I have simple script to handle CSV file with size 10GB. The idea is pretty simple.
- Open file as stream.
- Parse CSV objects from it.
- Modify objects.
- Make output stream to new file.
I made following code, but it cause memory leak. I have tried a lot of different things, but nothing helps. The memory leak disappear if I remove transformer from pipes. Maybe it causes memory leak.
I run the code under NodeJS.
Can you help me found where I am wrong?
'use strict';
import fs from 'node:fs';
import {parse, transform, stringify} from 'csv';
import lineByLine from 'n-readlines';
// big input file
const inputFile = './input-data.csv';
// read headers first
const linesReader = new lineByLine(inputFile);
const firstLine = linesReader.next();
linesReader.close();
const headers = firstLine.toString()
.split(',')
.map(header => {
return header
.replace(/^"/, '')
.replace(/"$/, '')
.replace(/\s+/g, '_')
.replace('(', '_')
.replace(')', '_')
.replace('.', '_')
.replace(/_+$/, '');
});
// file stream
const fileStream1 = fs.createReadStream(inputFile);
// parser stream
const parserStream1 = parse({delimiter: ',', cast: true, columns: headers, from_line: 1});
// transformer
const transformer = transform(function(record) {
return Object.assign({}, record, {
SomeField: 'BlaBlaBla',
});
});
// stringifier stream
const stringifier = stringify({delimiter: ','});
console.log('Loading data...');
// chain of pipes
fileStream1.on('error', err => { console.log(err); })

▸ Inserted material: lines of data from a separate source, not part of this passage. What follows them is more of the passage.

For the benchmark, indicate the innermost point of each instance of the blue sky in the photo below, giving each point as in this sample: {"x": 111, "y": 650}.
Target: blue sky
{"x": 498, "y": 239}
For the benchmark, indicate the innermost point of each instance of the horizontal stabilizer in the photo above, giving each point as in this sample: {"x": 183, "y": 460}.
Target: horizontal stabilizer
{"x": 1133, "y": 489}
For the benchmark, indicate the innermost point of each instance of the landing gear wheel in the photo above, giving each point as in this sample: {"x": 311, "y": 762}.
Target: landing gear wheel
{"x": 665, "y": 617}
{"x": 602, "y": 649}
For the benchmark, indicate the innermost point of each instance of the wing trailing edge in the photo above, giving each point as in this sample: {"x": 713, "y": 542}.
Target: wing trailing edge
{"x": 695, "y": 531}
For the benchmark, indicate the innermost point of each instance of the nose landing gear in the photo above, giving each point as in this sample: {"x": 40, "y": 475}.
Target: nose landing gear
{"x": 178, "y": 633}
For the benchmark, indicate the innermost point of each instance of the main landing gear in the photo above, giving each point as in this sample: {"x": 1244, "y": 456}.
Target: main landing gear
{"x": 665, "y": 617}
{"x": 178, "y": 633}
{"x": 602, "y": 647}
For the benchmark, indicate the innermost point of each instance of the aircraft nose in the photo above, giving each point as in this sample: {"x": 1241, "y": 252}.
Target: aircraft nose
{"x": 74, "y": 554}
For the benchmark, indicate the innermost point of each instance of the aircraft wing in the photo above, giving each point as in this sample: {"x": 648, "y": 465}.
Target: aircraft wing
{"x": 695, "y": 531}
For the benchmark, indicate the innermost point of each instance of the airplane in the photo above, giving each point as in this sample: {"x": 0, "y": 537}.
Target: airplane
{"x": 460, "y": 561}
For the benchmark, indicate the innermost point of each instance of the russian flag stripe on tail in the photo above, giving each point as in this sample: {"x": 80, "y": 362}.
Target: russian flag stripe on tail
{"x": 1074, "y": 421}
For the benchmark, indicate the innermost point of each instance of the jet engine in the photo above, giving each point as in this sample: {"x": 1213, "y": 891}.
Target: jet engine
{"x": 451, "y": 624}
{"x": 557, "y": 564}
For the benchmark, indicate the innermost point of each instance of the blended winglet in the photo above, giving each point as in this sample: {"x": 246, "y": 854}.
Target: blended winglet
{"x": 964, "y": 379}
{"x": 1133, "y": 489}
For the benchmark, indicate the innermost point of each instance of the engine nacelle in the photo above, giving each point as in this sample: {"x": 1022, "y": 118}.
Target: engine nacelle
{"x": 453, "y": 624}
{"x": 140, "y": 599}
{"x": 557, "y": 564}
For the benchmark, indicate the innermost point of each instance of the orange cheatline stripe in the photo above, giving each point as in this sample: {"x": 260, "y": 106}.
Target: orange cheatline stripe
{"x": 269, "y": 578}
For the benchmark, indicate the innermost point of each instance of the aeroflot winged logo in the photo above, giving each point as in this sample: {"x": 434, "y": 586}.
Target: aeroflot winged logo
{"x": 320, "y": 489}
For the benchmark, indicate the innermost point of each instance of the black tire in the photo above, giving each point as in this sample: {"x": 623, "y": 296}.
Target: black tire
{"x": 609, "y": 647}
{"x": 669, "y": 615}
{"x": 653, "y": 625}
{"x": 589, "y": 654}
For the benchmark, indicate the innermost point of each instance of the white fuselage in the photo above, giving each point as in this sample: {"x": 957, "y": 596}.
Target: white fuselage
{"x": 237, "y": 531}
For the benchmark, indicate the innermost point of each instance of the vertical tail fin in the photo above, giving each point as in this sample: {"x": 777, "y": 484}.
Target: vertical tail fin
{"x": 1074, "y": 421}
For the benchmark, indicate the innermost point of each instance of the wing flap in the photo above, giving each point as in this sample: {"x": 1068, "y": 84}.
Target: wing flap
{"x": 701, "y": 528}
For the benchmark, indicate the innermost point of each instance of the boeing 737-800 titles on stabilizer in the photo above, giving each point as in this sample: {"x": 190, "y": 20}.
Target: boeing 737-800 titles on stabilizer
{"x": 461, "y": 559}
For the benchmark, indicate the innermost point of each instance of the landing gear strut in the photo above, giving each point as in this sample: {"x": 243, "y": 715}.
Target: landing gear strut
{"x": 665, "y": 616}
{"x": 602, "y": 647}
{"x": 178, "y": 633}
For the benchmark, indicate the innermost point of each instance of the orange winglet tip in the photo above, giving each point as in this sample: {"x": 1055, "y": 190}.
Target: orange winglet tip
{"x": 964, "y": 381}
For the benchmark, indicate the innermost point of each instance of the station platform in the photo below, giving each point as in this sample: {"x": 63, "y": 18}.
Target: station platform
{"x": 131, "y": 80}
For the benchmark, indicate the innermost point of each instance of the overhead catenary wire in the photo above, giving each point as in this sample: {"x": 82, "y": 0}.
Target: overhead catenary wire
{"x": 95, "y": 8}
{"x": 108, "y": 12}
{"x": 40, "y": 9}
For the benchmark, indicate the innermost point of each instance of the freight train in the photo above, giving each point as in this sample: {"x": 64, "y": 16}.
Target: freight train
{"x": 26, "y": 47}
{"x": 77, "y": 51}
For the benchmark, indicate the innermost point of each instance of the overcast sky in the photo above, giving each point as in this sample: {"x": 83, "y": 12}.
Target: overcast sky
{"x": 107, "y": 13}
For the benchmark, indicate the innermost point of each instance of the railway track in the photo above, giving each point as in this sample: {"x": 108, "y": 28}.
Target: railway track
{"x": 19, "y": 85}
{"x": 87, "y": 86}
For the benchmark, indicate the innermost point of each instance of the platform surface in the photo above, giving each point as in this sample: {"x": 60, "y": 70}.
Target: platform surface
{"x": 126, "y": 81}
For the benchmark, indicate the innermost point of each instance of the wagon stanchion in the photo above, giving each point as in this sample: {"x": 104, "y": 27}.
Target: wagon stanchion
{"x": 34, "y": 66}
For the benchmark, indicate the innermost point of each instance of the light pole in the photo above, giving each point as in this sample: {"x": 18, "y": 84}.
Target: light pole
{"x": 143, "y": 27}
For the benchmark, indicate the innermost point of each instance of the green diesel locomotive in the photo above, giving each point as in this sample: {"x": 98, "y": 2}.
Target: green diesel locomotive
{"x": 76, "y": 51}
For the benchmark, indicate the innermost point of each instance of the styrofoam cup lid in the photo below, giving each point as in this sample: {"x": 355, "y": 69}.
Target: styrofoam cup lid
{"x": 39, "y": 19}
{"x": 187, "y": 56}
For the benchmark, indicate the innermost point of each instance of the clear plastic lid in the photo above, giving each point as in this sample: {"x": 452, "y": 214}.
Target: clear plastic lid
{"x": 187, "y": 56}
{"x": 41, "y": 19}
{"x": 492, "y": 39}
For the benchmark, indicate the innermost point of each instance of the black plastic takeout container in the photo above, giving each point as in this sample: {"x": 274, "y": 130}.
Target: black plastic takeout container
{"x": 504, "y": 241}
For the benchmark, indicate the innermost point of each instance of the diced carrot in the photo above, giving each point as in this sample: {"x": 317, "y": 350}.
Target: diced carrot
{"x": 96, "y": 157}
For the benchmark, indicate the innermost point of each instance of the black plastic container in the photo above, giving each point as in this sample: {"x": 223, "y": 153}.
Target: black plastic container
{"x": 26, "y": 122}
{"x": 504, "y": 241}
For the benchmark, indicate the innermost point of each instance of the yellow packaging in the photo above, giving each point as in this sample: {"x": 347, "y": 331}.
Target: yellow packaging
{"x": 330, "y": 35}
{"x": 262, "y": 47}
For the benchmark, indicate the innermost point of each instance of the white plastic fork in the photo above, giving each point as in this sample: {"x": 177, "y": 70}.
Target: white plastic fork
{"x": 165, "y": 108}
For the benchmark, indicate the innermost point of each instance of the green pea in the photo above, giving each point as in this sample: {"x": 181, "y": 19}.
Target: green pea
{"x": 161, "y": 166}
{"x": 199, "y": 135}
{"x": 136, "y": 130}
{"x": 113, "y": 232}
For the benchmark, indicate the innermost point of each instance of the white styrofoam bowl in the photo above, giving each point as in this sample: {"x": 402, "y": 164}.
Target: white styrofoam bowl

.pipe(parserStream1).on('error', err => {console.log(err); })
.pipe(transformer).on('error', err => { console.log(err); })
.pipe(stringifier).on('error', err => { console.log(err); })
.pipe(fs.createWriteStream('./_data/new-data.csv')).on('error', err => { console.log(err); })
.on('finish', () => {
console.log('Loading data finished!');
});